In case after case, the magic formula is capacity for intimacy combined with persistence, discipline, order and dependability. The men who could be affectionate about people and organized about things had very enjoyable lives.

But a childhood does not totally determine a life. The beauty of the Grant Study is that, as Vaillant emphasizes, it has followed its subjects for nine decades. The big finding is that you can teach an old dog new tricks. The men kept changing all the way through, even in their 80s and 90s.

One man in the study paid his way through Harvard by working as a psychiatric attendant. He slept from 6 p.m. to midnight. Worked the night shift at a hospital, then biked to class by 8 in the morning. After college, he tried his hand at theater. He did not succeed, and, at age 40, he saw himself as “mediocre and without imagination.” His middle years were professionally and maritally unhappy.

But, as he got older, he became less emotionally inhibited. In old age, he became a successful actor, playing roles like King Lear. He got married at 78. By 86, the only medicine he was taking was Viagra. He lived to 96.

Another subject grew up feeling that he “didn’t know either parent very well.” At 19, he wrote, “I don’t find it easy to make friends.” At 39, he wrote, “I feel lonely, rootless and disoriented.” At 50, he had basically given up trying to socialize and was trapped in an unhappy marriage.

But, as he aged, he changed. He became the president of his nursing home. He had girlfriends after the death of his first wife and then remarried.
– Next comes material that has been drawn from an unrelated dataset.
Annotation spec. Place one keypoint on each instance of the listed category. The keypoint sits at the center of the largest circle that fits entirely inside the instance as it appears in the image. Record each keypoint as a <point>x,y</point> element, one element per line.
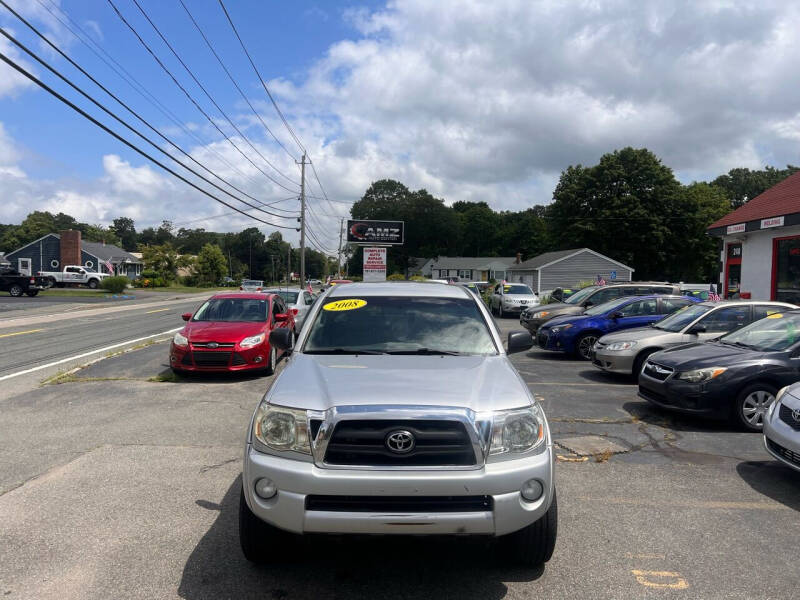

He didn’t turn into a social butterfly, but life was better.

The men of the Grant Study frequently became more emotionally attuned as they aged, more adept at recognizing and expressing emotion. Part of the explanation is biological. People, especially men, become more aware of their emotions as they get older.

Part of this is probably historical. Over the past half-century or so, American culture has become more attuned to the power of relationships. Masculinity has changed, at least a bit.

The so-called Flynn Effect describes the rise in measured I.Q. scores over the decades. Perhaps we could invent something called the Grant Effect, on the improvement of mass emotional intelligence over the decades. This gradual change might be one of the greatest contributors to progress and well-being that we’ve experienced in our lifetimes.